Dans son communiqué, Anticor souligne que la justice a reconnu « un large système de favoritisme » au sein du SIEAM, une structure au cœur de la gestion de l’eau à Mayotte. L’association, engagée localement depuis octobre 2025, affirme avoir agi pour représenter les intérêts des habitants dans une affaire aux conséquences directes sur leur quotidien.
Ce dossier est considéré comme l’un des plus importants en matière de corruption sur le territoire. Lors du procès, Anticor a cherché à faire toute la lumière sur les responsabilités de chacun, rappelant que les pratiques dénoncées ne relèvent pas de simples dysfonctionnements techniques, mais bien d’atteintes graves à la probité publique.
Dans un contexte de crise persistante de l’eau, les faits reprochés prennent une dimension particulière. L’association insiste sur les impacts concrets de ces dérives : désorganisation de la gestion des ressources, aggravation des pénuries et creusement des inégalités entre les habitants.

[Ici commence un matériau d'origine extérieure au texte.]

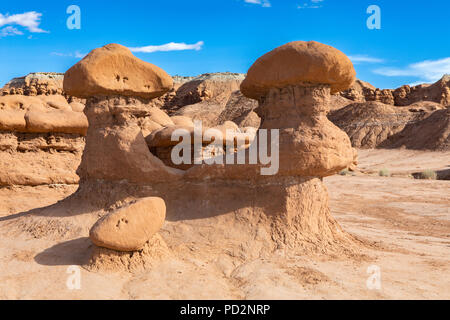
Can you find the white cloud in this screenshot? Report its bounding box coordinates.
[373,57,450,82]
[297,0,324,9]
[244,0,272,8]
[348,54,384,64]
[129,41,204,53]
[0,26,23,38]
[0,11,48,33]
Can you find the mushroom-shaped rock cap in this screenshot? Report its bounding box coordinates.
[241,41,356,99]
[64,44,173,99]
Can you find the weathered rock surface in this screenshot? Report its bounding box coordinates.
[340,75,450,106]
[0,72,64,96]
[241,41,356,100]
[329,102,449,150]
[89,197,166,251]
[64,44,173,99]
[0,94,88,186]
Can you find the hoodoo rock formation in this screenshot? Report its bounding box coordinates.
[8,42,357,270]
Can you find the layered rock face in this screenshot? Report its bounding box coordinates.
[0,85,88,186]
[329,102,450,150]
[55,42,355,265]
[340,75,450,106]
[0,72,64,96]
[163,42,356,252]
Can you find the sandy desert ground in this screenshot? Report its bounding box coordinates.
[0,150,450,299]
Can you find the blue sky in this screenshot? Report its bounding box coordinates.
[0,0,450,88]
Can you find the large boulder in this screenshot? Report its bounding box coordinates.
[64,44,173,99]
[89,197,166,251]
[241,41,356,100]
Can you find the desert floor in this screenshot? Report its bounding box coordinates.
[0,150,450,299]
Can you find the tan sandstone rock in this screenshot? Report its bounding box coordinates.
[241,41,356,100]
[64,44,173,99]
[89,197,166,251]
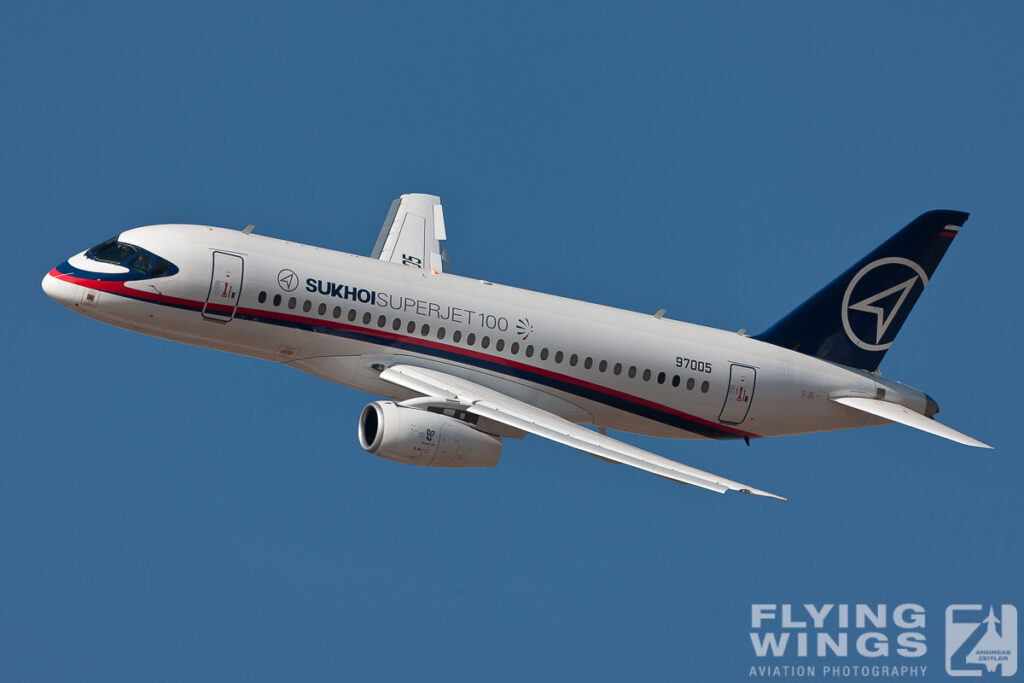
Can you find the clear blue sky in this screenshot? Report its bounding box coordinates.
[0,2,1024,682]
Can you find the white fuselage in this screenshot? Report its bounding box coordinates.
[44,225,926,438]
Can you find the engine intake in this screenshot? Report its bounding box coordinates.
[359,400,502,467]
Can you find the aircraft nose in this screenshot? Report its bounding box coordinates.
[43,273,78,307]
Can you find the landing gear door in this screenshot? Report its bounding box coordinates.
[203,251,245,323]
[718,364,758,425]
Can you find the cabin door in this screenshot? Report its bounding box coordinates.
[203,251,245,323]
[718,364,758,425]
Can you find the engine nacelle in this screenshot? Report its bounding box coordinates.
[359,400,502,467]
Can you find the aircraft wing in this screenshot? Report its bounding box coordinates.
[381,365,786,501]
[371,195,452,272]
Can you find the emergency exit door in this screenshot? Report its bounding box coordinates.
[718,364,758,425]
[203,251,245,323]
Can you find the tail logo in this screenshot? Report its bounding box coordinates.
[843,256,928,351]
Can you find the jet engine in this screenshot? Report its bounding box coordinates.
[359,400,502,467]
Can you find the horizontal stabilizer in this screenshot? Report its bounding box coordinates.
[833,396,992,449]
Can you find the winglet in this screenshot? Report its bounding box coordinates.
[833,396,992,449]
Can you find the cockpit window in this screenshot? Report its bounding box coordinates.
[131,251,153,275]
[85,238,178,278]
[150,256,172,278]
[85,238,139,265]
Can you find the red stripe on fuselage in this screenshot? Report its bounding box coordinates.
[49,268,761,438]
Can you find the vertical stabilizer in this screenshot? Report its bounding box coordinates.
[755,210,968,371]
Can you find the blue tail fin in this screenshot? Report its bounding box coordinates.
[754,210,968,371]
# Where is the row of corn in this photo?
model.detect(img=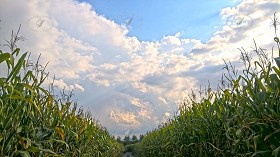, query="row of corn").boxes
[134,28,280,157]
[0,30,122,157]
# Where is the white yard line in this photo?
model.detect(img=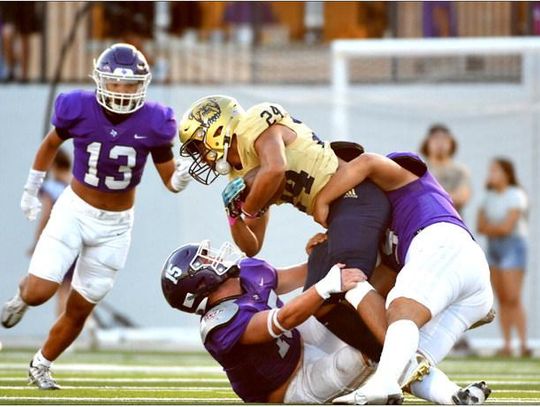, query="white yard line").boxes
[0,386,232,393]
[0,363,223,374]
[0,376,229,383]
[0,396,241,402]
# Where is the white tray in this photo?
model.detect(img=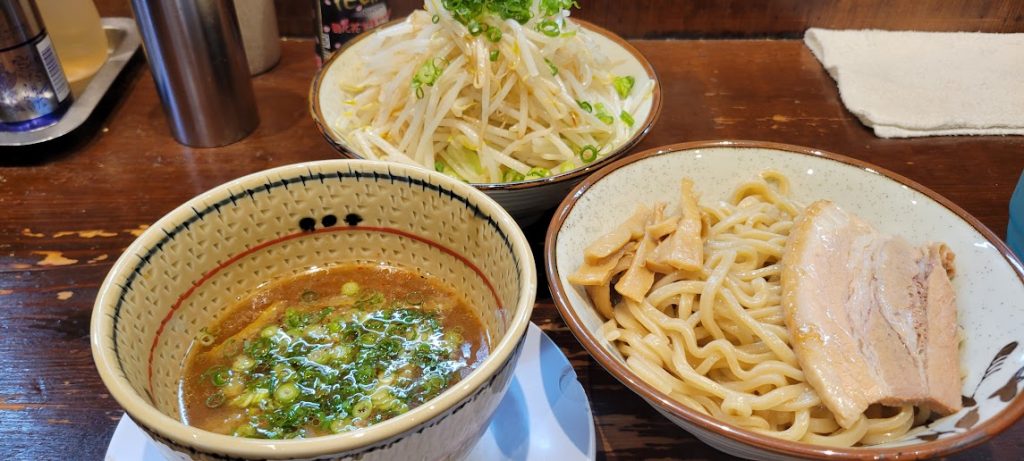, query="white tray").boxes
[0,17,141,145]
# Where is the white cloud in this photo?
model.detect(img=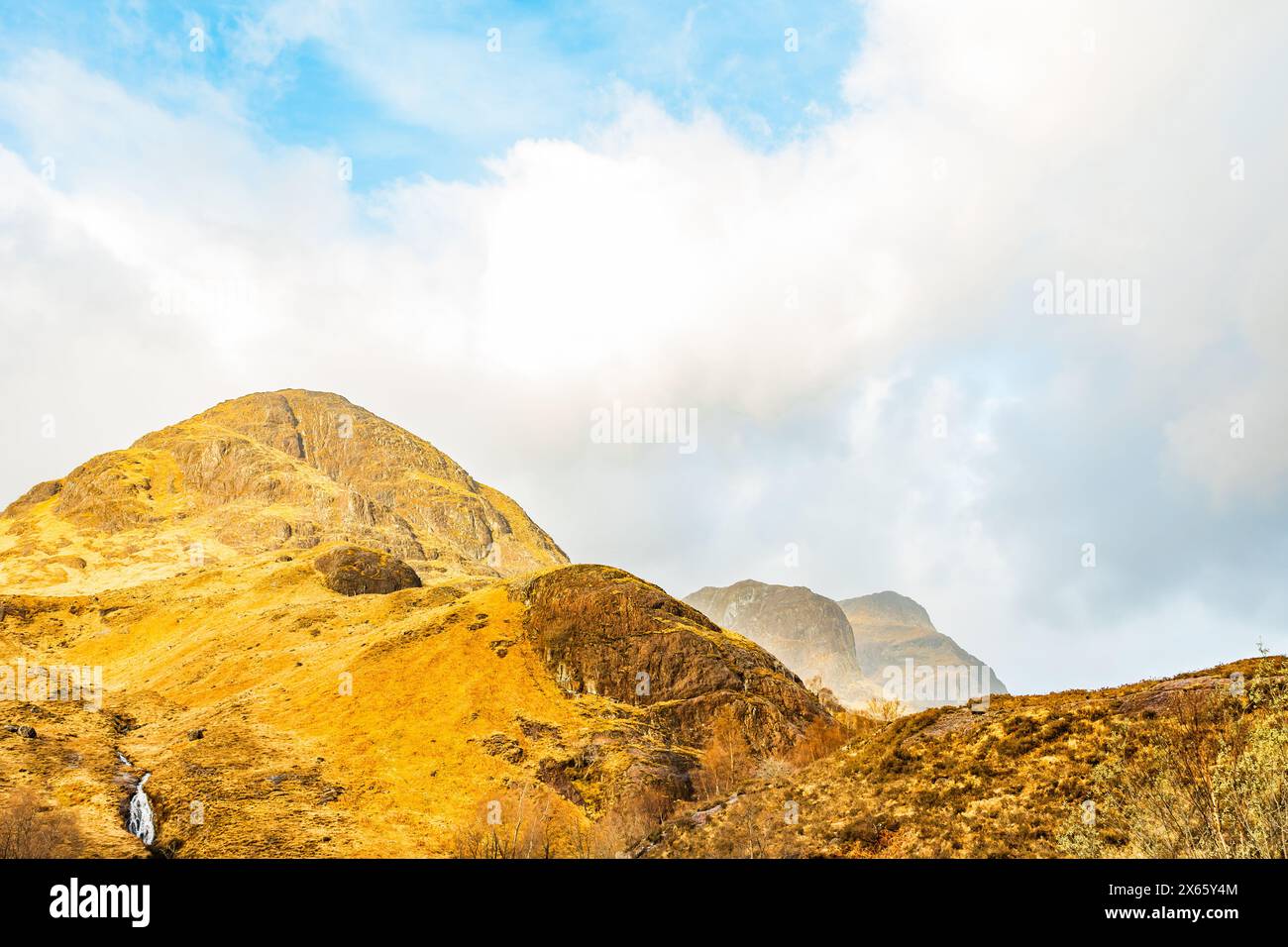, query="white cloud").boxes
[0,3,1288,688]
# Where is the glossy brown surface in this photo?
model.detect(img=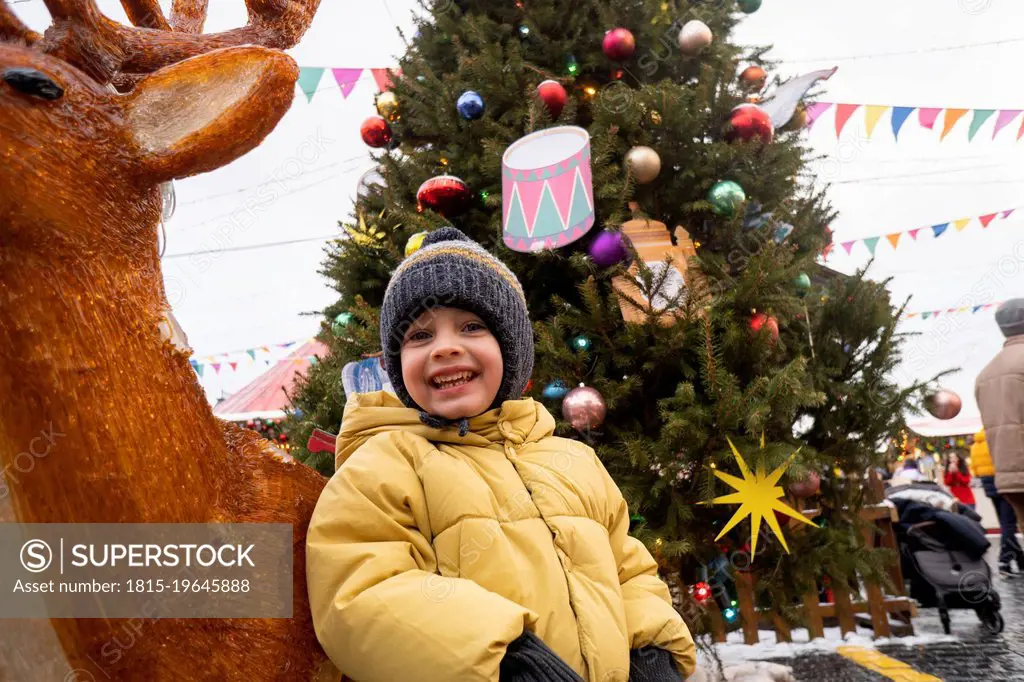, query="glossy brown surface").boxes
[0,0,329,681]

« Au-delà du dossier judiciaire, cette affaire met en lumière les conséquences concrètes de la corruption sur la vie des Mahorais. La condamnation de l’ex-président du SIEAM envoie un signal fort et réaffirme l’exigence d’exemplarité des responsables publics. »
Pour Anticor, cette décision de justice constitue une étape importante dans la reconnaissance du préjudice subi par la population mahoraise et dans la nécessité de restaurer la confiance envers les institutions.